Every business espouses the universally admired concepts of values and ethics, which they say underpin their way of operating. However, often their remuneration practices don’t reflect these values or even what we know about motivation and human behaviour. If integrity, teamwork, whole-of-business thinking, and customer-centred behaviour really matter to business, then our usual way of paying staff creates considerable conflict.
For example, we know that behaviour which is measured and rewarded increases. However, a focus on individual incentives is inconsistent with creating co-operative team behaviour. It is common practice to attribute winning new business to individuals and reward them accordingly and at the same time to expect cooperative team behaviour and energetic cross-selling. Team behaviour increases when it is rewarded. The secondary rewards of creating a better firm, which everyone can feel proud of, do not eclipse self-interest for many people, particularly competitive people.
A small private equity firm in Asia recently decided to align its practice with its principals. It had the advantage of being a new enterprise that could design its own remuneration structure. It set the bar high for admission to its group of partners. However, having done this, profits would be split equally across the group. Once you gained a position on that team you could be confident that every other partner wanted you to succeed, and the rewards were shared. There were no arguments about whose relationship with the client resulted in work coming in the door, and there was no territorial behaviour around client relationships.
Financially rewarding individual contributions to profit does not lead to cross-selling and all-of-business decision-making.
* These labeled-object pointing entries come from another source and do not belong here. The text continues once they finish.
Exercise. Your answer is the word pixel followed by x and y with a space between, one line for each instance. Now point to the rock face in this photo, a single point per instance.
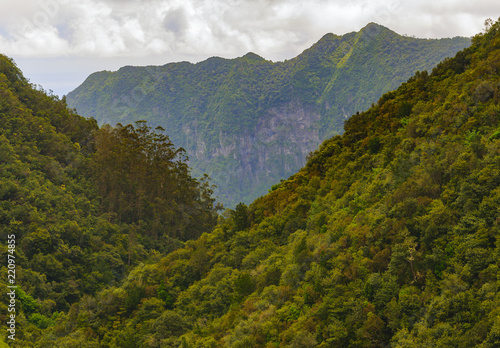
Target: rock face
pixel 249 122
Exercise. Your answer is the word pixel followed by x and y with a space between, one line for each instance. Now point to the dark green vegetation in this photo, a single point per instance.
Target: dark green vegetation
pixel 249 122
pixel 86 205
pixel 389 236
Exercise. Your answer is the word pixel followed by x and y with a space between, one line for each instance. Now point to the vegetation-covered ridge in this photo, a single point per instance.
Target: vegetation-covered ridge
pixel 389 236
pixel 85 205
pixel 249 122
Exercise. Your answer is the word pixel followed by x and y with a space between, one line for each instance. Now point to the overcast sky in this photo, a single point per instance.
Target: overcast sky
pixel 58 43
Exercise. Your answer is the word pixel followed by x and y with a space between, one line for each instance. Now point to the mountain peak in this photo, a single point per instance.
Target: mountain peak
pixel 253 57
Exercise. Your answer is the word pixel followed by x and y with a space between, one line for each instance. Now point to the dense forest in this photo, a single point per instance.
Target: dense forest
pixel 388 237
pixel 249 122
pixel 85 205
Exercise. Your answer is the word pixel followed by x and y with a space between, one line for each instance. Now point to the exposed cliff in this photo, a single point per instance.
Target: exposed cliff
pixel 249 122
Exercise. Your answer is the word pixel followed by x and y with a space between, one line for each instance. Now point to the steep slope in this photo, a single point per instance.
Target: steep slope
pixel 389 236
pixel 70 225
pixel 249 122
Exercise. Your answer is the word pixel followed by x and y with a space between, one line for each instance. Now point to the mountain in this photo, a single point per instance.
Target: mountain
pixel 81 206
pixel 249 122
pixel 388 236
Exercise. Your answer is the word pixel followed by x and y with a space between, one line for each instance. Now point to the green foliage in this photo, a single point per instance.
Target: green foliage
pixel 392 242
pixel 74 198
pixel 249 122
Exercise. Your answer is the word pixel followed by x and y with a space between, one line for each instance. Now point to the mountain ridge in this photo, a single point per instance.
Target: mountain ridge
pixel 223 102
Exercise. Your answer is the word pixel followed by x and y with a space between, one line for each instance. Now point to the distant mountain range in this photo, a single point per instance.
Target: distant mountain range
pixel 249 122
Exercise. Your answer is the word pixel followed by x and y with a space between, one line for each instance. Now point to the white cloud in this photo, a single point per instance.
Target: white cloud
pixel 160 31
pixel 223 27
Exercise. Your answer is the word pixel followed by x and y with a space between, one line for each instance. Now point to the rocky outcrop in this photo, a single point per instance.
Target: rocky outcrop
pixel 249 122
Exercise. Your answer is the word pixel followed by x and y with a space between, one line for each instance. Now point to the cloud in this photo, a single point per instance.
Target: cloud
pixel 276 29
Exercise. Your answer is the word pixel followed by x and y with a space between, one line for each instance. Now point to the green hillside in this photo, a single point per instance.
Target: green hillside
pixel 81 206
pixel 249 122
pixel 389 236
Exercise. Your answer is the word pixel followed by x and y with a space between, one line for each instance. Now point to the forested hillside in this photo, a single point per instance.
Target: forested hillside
pixel 81 206
pixel 249 122
pixel 389 236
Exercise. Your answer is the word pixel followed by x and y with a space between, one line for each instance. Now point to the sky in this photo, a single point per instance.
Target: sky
pixel 58 43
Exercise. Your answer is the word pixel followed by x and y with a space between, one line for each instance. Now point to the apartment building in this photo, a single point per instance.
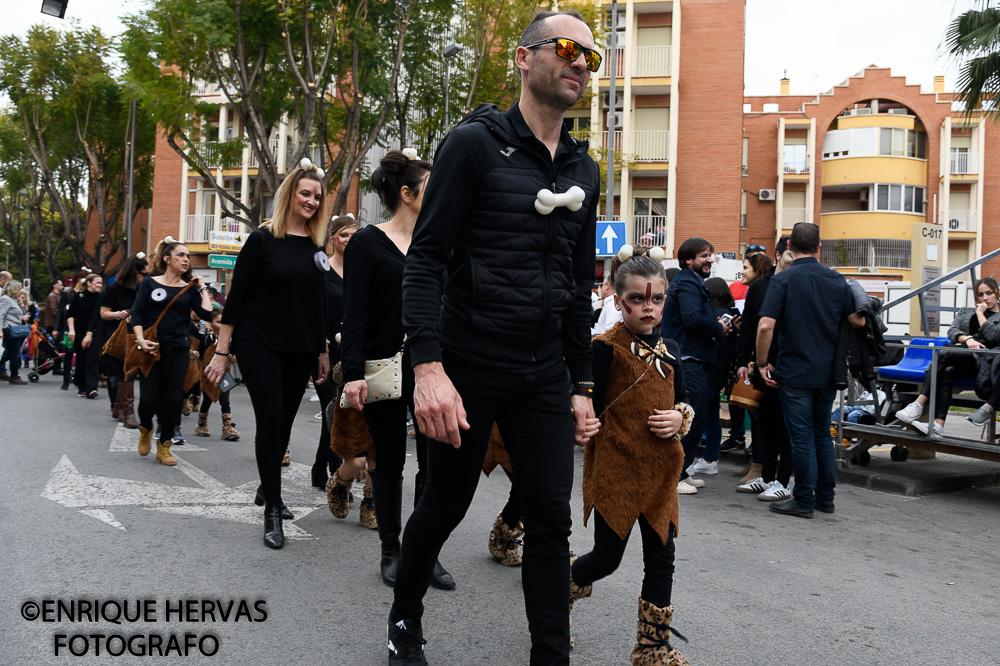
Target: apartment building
pixel 865 161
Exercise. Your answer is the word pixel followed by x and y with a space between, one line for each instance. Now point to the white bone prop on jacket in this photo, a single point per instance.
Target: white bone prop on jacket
pixel 572 198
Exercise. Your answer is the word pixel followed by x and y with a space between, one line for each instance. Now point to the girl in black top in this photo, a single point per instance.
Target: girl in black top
pixel 163 388
pixel 275 320
pixel 373 329
pixel 115 304
pixel 83 306
pixel 341 231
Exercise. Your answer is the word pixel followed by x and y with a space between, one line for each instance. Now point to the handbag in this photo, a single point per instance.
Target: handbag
pixel 384 377
pixel 116 346
pixel 745 395
pixel 137 360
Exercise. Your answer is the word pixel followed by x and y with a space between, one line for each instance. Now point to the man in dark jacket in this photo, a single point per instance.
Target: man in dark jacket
pixel 493 341
pixel 689 320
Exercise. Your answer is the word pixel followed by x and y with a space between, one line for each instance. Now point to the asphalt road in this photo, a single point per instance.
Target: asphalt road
pixel 885 580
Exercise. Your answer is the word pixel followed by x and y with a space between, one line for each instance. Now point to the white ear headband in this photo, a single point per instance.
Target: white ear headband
pixel 572 198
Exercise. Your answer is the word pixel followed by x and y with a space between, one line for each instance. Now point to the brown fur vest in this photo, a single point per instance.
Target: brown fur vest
pixel 626 449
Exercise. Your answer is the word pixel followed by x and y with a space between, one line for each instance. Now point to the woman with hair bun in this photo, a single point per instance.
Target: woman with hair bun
pixel 275 320
pixel 373 329
pixel 163 388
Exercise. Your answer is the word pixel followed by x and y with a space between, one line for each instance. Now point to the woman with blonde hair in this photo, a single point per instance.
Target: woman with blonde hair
pixel 275 320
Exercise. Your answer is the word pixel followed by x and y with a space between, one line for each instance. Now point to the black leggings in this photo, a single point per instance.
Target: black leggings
pixel 161 392
pixel 657 560
pixel 275 382
pixel 532 411
pixel 951 366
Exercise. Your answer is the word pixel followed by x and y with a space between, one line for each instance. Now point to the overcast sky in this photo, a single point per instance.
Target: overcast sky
pixel 819 42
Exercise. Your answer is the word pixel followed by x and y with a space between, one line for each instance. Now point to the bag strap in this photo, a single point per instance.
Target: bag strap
pixel 179 294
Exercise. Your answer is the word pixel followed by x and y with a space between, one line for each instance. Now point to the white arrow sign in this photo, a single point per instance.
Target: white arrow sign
pixel 610 236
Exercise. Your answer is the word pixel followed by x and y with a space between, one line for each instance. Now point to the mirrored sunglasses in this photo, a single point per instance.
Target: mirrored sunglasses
pixel 570 50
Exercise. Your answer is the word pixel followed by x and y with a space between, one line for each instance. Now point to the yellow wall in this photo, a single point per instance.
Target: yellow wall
pixel 867 225
pixel 903 170
pixel 848 122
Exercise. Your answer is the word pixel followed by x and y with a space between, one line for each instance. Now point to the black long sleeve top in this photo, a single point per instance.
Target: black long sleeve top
pixel 175 327
pixel 277 295
pixel 373 301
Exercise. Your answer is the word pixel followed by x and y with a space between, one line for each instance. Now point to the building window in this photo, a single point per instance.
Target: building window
pixel 899 198
pixel 902 143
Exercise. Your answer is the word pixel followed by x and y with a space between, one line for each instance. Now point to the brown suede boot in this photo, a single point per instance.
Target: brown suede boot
pixel 504 545
pixel 145 441
pixel 163 454
pixel 337 491
pixel 126 394
pixel 652 638
pixel 366 514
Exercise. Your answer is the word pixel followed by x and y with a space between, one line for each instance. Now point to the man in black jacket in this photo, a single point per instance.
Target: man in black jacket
pixel 493 341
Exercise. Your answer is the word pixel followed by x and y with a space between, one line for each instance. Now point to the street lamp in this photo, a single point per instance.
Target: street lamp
pixel 449 52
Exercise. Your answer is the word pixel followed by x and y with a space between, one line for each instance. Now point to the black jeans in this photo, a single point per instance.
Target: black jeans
pixel 777 447
pixel 161 392
pixel 657 560
pixel 275 382
pixel 533 414
pixel 951 366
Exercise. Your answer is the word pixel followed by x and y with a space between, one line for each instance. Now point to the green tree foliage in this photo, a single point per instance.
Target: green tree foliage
pixel 973 39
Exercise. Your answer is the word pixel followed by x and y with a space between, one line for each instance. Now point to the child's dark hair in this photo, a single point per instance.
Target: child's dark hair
pixel 639 265
pixel 719 291
pixel 394 172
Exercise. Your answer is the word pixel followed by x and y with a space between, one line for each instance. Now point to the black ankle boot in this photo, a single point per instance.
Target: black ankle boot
pixel 274 535
pixel 259 501
pixel 388 496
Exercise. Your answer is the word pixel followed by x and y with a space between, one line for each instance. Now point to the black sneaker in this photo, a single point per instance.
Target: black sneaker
pixel 406 643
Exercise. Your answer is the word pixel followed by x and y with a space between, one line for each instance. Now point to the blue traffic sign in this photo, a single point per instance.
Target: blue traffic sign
pixel 610 237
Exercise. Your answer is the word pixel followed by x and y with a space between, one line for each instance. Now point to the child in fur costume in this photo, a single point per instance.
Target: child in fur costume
pixel 638 394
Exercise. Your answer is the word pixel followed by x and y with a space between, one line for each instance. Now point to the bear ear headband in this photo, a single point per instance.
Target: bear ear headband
pixel 306 165
pixel 655 253
pixel 547 201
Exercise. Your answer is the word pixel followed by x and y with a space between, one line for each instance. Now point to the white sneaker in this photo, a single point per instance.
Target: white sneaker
pixel 775 492
pixel 702 466
pixel 922 427
pixel 754 486
pixel 910 413
pixel 685 488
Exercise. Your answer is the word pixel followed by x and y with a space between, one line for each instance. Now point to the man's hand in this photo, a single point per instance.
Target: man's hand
pixel 766 374
pixel 586 422
pixel 665 423
pixel 438 406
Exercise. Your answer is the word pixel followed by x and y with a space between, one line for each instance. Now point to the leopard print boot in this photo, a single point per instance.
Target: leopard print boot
pixel 652 638
pixel 505 545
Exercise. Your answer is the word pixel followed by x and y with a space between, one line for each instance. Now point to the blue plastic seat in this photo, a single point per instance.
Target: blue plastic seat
pixel 915 362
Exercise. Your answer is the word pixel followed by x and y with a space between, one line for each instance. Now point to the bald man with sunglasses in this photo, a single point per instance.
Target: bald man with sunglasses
pixel 508 220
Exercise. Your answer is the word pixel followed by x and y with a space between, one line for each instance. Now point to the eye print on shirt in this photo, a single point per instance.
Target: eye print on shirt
pixel 322 262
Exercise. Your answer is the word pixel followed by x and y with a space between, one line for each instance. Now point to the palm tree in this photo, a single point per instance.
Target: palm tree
pixel 973 39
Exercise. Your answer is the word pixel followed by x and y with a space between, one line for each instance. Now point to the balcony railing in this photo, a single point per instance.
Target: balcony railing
pixel 964 163
pixel 962 220
pixel 649 229
pixel 651 61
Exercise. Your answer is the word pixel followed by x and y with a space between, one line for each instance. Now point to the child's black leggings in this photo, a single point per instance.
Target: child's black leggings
pixel 657 559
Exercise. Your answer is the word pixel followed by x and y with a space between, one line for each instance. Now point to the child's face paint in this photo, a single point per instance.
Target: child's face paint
pixel 642 304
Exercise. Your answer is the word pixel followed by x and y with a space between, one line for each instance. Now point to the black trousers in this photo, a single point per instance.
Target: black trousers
pixel 603 560
pixel 161 392
pixel 275 381
pixel 777 447
pixel 533 414
pixel 951 366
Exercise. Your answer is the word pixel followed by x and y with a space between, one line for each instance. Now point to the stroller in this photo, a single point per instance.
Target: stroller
pixel 42 351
It leads to mistrust and competing claims about the extent of individual contributions.
These models are made even more challenging when you factor in the difficulty in measuring who has brought in work. In many firms where client relationships are not owned, the choice to engage a team or identify a supplier can be the result of multiple relationships, as well as other variables such as the firms’ brand and reputation. Quantifying and apportioning value to these is not a simple matter. It is complicated by the fact that most people are inclined to subjectively over-emphasise their own influence.
Building client trust
We know that client trust increases when we act in the client’s interest rather than self-interest.
Financially rewarding individual contributions to profit does not lead to energetic cross-selling and all-of-business decision-making.
Many professional services firms measure fees or chargeable hours. This can create issues if the calculations for bonuses are based on short periods of time. Smart firms understand that the long-term client relationship and client trust are paramount and factor this into any consideration of chargeability.
They recognise that a long-term relationship is more beneficial than the fees generated by any individual piece of work.
But in other firms, short-term thinking and over emphasis on chargeability will encourage some ambitious, over-confident individuals to attempt to extract the most juice from the grape at every opportunity. The frequency of measurement exacerbates this problem. It is difficult to have a long-term view when you are measured on monthly contributions.
Intrinsic factors most important for motivation
We know that extrinsic factors cease to be motivating at a certain level and intrinsic factors are more meaningful and enduring. However, most incentive schemes still focus on money and status objects.
After a certain level, more money ceases to create more motivation or increased job satisfaction for all but the most greedy. This has been widely demonstrated in organisational psychology for decades and was recently confirmed by research, specifically with CEOs, in 2014*. However, we continue to see businesses rely primarily on money rather than additional incentives with more intrinsic meaning to reward their executives.
Alternative rewards such as time off to participate in top quality international executive training would appeal to those who are motivated by intrinsic factors. These people are the very ones we want to keep engaged in our workforce. Their drive to learn and immerse themselves in stimulating work underpins entrepreneurial business.
‘People do what they are paid to do’
In summary, it is my experience as a psychologist that people do what they are paid to do. They also use their colleagues as a reference point for what is acceptable in the pursuit of success.
Few people are naturally motivated to come to work and deceive. However, when they are strongly incentivised to write more business they will work to maximise their personal incomes and compare their results with their colleagues. Before long individuals can move into the territory of questionable behaviour to keep abreast of others and demonstrate their ability to meet competitive performance targets. ‘Everyone does it in this industry’ encompasses a multitude of wrongdoing. In these situations individuals also feel diminished personal responsibility as they see the standards for acceptable practice to be set by others.